Understand why the sale of a contract right may be taxed as ordinary income. This ruling clarifies when a lump-sum is a substitute for future earnings.
Revenue Ruling 65-28 is an Internal Revenue Service (IRS) directive that provides clarity on the tax treatment of proceeds from selling specific contract rights. Its guidance is relevant for businesses involved in transactions where the primary asset being sold is a right to earn future income. The ruling establishes a framework for determining the character of the income received from these sales, which has significant implications for how the income is taxed, especially within the mortgage industry.

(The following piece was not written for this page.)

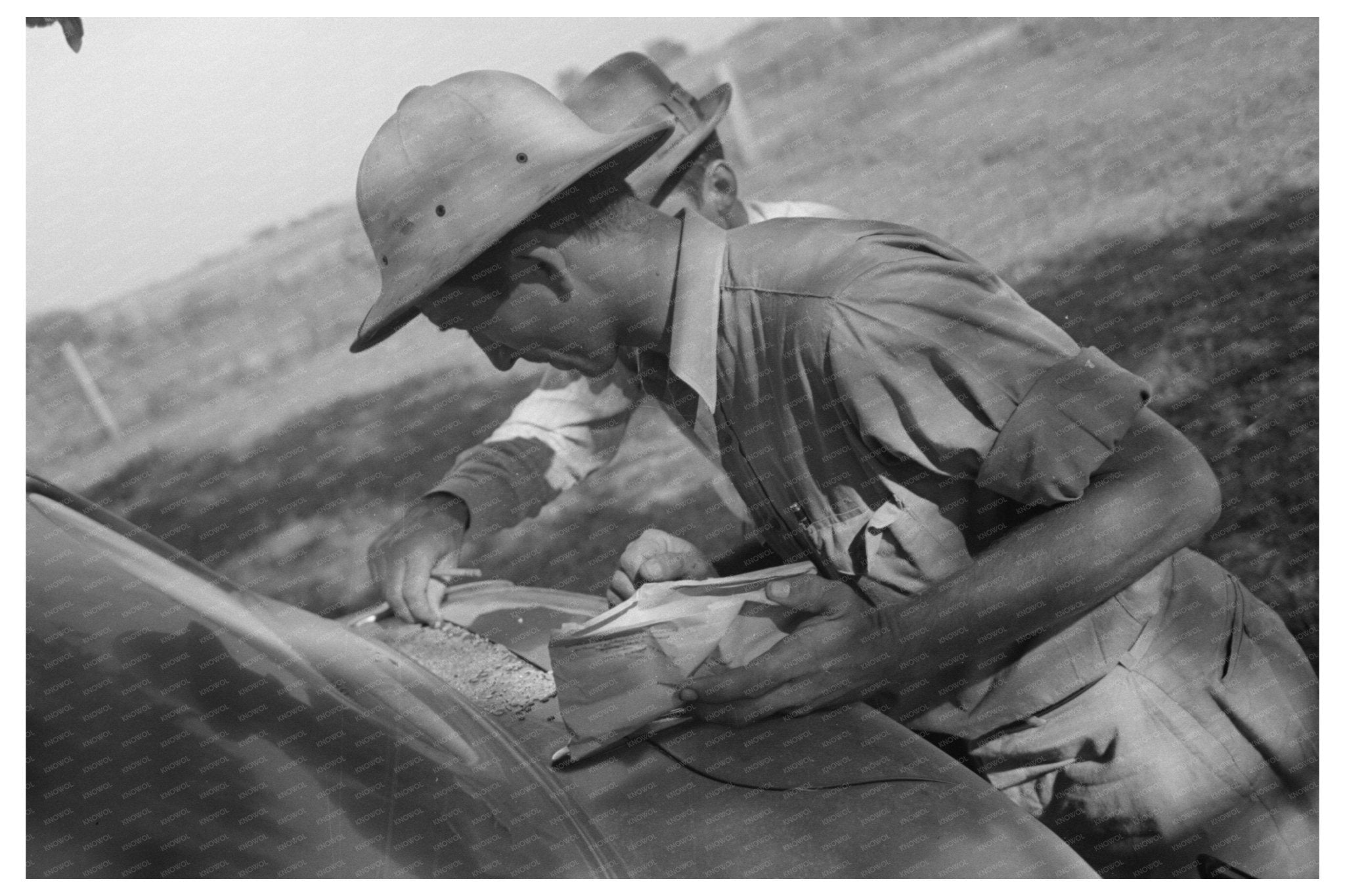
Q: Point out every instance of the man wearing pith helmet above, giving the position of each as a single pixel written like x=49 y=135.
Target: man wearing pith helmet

Revenue Ruling 65-28 establishes that a lump-sum payment received for the sale of certain contract rights must be treated as ordinary income rather than as a capital gain. This is based on the “substitute for ordinary income” doctrine, which reasons that the payment replaces the future stream of ordinary income the seller would have earned. It is not considered a sale of a “capital asset” in the traditional sense, which involves property that appreciates in value over time.
The Supreme Court has affirmed this view, holding that the definition of a capital asset under the Internal Revenue Code does not extend to rights to future ordinary income. For example, the sale of a right to service a mortgage is viewed as the sale of a right to earn future servicing fees. The lump sum received is the present value of that future income stream, and the payment is taxed at ordinary income rates, which are higher than the preferential rates for long-term capital gains.
If the proceeds were treated as a capital gain, the seller could benefit from lower tax rates, assuming the asset was held for more than one year. The ruling prevents this by classifying the transaction as an acceleration of future income. The character of the income does not change simply because it is received all at once instead of over several years.
The application of Revenue Ruling 65-28 can be complex, especially when selling mortgage servicing rights (MSRs). In an MSR sale, a financial institution sells its contractual right to service a portfolio of mortgage loans, which includes tasks like collecting payments and managing escrow accounts.
The tax treatment for MSRs is complex and relies on other IRS guidance. Depending on the transaction’s specifics, the sale can result in ordinary income and potentially capital gains. The transaction is not the sale of the underlying mortgage loans, which are distinct from the right to service them.
The ruling’s logic extends to other situations where a taxpayer sells a right to earn future income. If a transaction is structured as a sale of rights to perform future services for a fee, the proceeds will be characterized as ordinary income under this ruling.
The taxable gain from the sale of contract rights is calculated by subtracting the seller’s adjusted basis from the total amount received. The basis may include the original cost to acquire the servicing rights or other associated capitalized costs. This net gain must be reported to the IRS.
This gain is reported as ordinary income on the seller’s tax return. A corporation includes this income on Form 1120, U.S. Corporation Income Tax Return. A partnership reports it on Form 1065, U.S. Return of Partnership Income, with the income flowing through to the partners. A sole proprietorship reports the income and expenses on Schedule C (Form 1040), Profit or Loss from Business, and the net income is carried to Schedule 1 (Form 1040) to be included with the taxpayer’s total income.
Because the income is classified as ordinary, it is subject to the taxpayer’s marginal ordinary income tax rates. These rates vary based on income level and filing status and are the same rates that apply to wages, salaries, and other forms of business income.